As previous studies reported that most cases of thyrotoxicosis induced by anti-PD1 or anti–PD-L1 agents are self-limited and transient, treatment with MMI was inappropriately delayed in some Sci+ patients. On the other hand, given the absence of a standardized treatment of thyrotoxicosis induced by PD1 and PD-L1 blockade, some patients with more severe thyrotoxicosis were treated with MMI despite an absent uptake at scintigraphy. These misjudgments enabled us to identify scintigraphy as a useful tool to select those patients who would benefit from treatment with MMI.

Patients with destructive thyrotoxicosis developed hypothyroidism in agreement with several studies reporting a rate of hypothyroidism after destructive thyroiditis of 60% to 80% [3, 8, 18]. For the first time, we show that the risk of developing hypothyroidism is inversely related to thyroid volume, individuals with normal volume being at higher risk compared to those with goiter. Noteworthy, should overt hypothyroidism abruptly ensue after thyrotoxicosis, we advise a close monitoring of thyroid function after remission of thyrotoxicosis in order to promptly identify and treat hypothyroidism.

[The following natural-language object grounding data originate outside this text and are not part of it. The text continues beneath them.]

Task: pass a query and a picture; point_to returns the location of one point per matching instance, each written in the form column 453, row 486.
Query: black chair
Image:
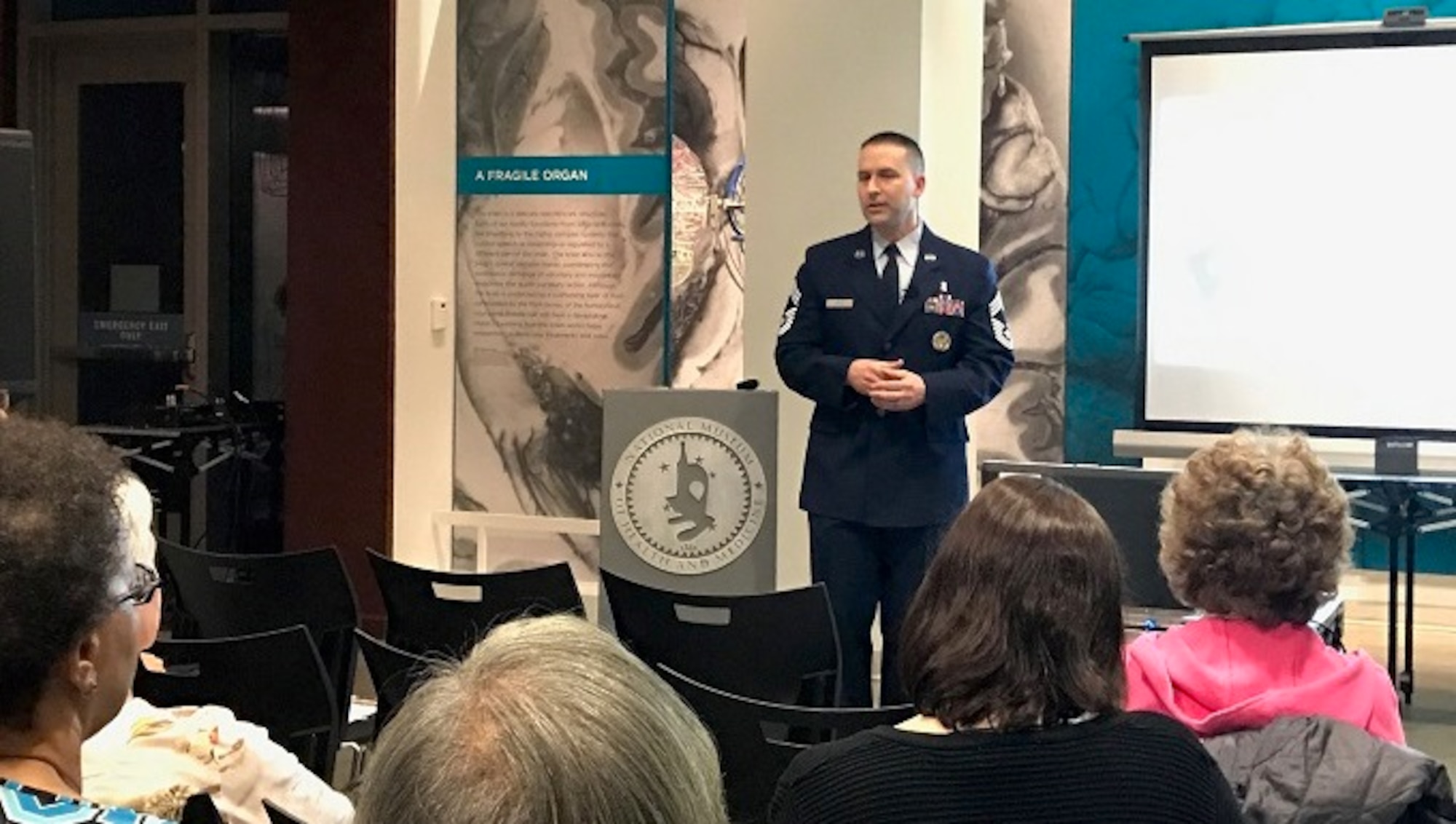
column 200, row 810
column 279, row 816
column 242, row 595
column 780, row 647
column 755, row 742
column 394, row 672
column 273, row 679
column 430, row 611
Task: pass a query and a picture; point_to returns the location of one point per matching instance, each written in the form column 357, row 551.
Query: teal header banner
column 573, row 175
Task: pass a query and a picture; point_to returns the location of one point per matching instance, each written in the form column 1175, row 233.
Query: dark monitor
column 1128, row 499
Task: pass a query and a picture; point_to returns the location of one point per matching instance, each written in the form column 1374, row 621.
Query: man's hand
column 867, row 373
column 901, row 391
column 887, row 384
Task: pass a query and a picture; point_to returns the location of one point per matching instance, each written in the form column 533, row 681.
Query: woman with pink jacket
column 1254, row 534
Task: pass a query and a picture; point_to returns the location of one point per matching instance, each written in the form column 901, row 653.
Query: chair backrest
column 430, row 611
column 279, row 816
column 242, row 595
column 394, row 670
column 780, row 647
column 200, row 810
column 758, row 740
column 273, row 679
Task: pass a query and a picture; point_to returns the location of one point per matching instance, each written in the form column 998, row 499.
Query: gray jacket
column 1317, row 769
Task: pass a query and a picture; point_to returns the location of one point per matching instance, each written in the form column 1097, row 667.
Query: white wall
column 823, row 75
column 424, row 269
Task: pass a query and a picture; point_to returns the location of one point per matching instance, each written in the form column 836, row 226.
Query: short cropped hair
column 1018, row 622
column 903, row 142
column 547, row 721
column 60, row 552
column 1256, row 528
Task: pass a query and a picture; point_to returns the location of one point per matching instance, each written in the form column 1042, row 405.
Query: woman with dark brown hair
column 1013, row 657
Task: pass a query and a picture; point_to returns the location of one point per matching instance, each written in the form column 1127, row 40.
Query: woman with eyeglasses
column 69, row 617
column 152, row 759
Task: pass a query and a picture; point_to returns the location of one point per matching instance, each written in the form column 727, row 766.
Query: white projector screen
column 1299, row 229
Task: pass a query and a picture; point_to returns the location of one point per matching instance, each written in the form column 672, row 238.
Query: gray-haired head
column 547, row 721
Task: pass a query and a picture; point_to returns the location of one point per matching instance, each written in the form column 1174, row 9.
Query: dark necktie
column 890, row 282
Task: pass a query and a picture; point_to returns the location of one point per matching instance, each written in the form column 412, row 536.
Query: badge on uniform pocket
column 946, row 306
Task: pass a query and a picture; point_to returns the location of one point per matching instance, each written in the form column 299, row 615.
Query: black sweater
column 1123, row 769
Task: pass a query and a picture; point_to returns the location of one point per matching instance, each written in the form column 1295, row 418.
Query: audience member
column 1256, row 532
column 1013, row 657
column 69, row 615
column 547, row 721
column 152, row 759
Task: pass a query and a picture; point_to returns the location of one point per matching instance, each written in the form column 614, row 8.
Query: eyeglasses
column 145, row 586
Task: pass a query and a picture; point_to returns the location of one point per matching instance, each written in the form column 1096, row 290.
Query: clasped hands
column 887, row 384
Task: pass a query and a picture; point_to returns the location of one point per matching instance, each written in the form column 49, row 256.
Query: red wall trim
column 340, row 379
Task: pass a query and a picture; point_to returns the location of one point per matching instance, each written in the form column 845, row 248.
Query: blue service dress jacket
column 892, row 470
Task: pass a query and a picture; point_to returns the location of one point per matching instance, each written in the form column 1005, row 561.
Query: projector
column 1404, row 18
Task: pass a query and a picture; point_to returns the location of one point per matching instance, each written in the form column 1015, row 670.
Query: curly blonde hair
column 1256, row 528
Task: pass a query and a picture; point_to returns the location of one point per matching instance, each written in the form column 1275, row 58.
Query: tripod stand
column 1401, row 509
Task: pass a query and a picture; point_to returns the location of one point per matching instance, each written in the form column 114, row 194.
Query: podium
column 689, row 488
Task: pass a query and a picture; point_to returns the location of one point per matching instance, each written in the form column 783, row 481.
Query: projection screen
column 1298, row 234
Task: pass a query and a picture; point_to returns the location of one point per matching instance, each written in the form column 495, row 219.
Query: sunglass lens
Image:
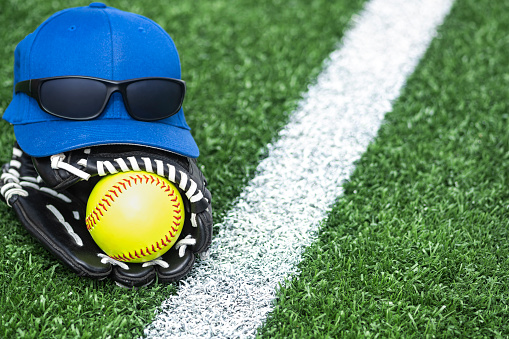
column 73, row 98
column 154, row 99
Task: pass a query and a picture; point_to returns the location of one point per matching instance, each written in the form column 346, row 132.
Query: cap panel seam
column 166, row 35
column 37, row 31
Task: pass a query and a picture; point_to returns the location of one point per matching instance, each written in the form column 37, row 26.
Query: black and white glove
column 49, row 196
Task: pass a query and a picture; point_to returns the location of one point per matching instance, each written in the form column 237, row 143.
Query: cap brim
column 51, row 137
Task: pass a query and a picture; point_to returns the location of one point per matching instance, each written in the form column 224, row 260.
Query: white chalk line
column 261, row 240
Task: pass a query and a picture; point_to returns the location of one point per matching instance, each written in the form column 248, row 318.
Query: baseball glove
column 49, row 196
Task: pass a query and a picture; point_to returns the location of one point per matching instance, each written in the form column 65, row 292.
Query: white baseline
column 261, row 240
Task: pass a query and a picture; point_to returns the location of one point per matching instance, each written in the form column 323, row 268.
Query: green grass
column 418, row 245
column 245, row 63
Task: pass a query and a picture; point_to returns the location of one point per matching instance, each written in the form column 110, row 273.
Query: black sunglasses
column 84, row 98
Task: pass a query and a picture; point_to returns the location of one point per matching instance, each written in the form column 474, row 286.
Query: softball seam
column 95, row 216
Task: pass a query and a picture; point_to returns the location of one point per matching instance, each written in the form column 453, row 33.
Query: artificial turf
column 245, row 63
column 418, row 244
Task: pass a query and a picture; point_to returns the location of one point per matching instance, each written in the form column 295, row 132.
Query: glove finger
column 55, row 225
column 202, row 232
column 178, row 267
column 135, row 276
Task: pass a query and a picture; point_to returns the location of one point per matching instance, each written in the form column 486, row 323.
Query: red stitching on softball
column 93, row 217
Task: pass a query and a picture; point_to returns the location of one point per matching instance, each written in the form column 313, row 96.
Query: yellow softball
column 135, row 216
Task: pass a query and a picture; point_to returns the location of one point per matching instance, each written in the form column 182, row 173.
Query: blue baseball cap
column 103, row 42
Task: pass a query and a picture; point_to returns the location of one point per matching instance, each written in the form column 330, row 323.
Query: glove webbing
column 14, row 185
column 106, row 167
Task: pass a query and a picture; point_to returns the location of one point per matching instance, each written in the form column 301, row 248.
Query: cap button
column 97, row 5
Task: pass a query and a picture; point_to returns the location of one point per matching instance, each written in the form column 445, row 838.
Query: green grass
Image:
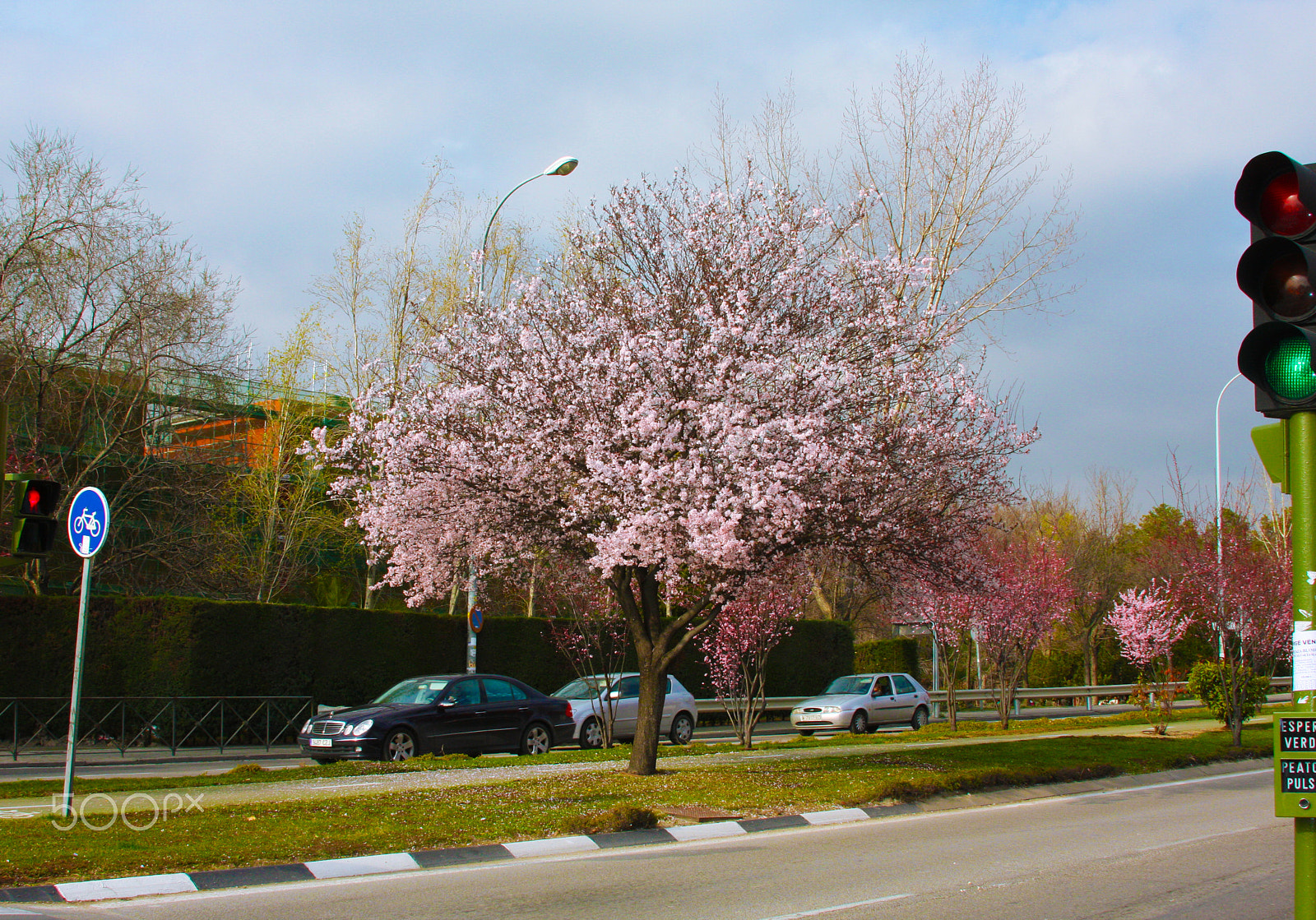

The relevance of ultrasound and scintigraphy performed at the onset of thyrotoxicosis in allowing the proper diagnosis, in the prediction of the course of the disease, as well as choosing the appropriate treatment are the main findings of this study. Based on these findings, we identified 2 different types of thyrotoxicosis induced by immunotherapy. Similarly to amiodarone-induced thyrotoxicosis (AIT), we identified a type 1 characterized by persistent hyperthyroidism that responds to antithyroid drugs, and a type 2, characterized by destructive thyroiditis that evolves into euthyroidism or hypothyroidism [25]. Measurement of Tg and calculation of the FT3/FT4 ratio might be useful to differentiate these 2 forms. However, our data showed that both Tg and FT3/FT4 were not reliable in differentiating the 2 types of thyrotoxicosis; neither were they helpful in distinguishing AIT type 1 from AIT type 2 [25]. Since treatment with anti-PD1 and anti–PD-L1 drugs has been reported to be associated with a change in the levels of cytokines, it would be interesting to evaluate in future studies whether the onset and the phenotype of thyrotoxicosis is associated with a specific change in cytokine pattern [26].

In conclusion, patients treated with anti-PD1 or anti–PD-L1 drugs may undergo 2 types of thyrotoxicosis that do not differ in severity at their onset. Thyroid scintigraphy and ultrasound are useful, low-invasive, and low-cost benefit tools in the management of thyrotoxicosis induced by PD1 and PD-L1 blockade.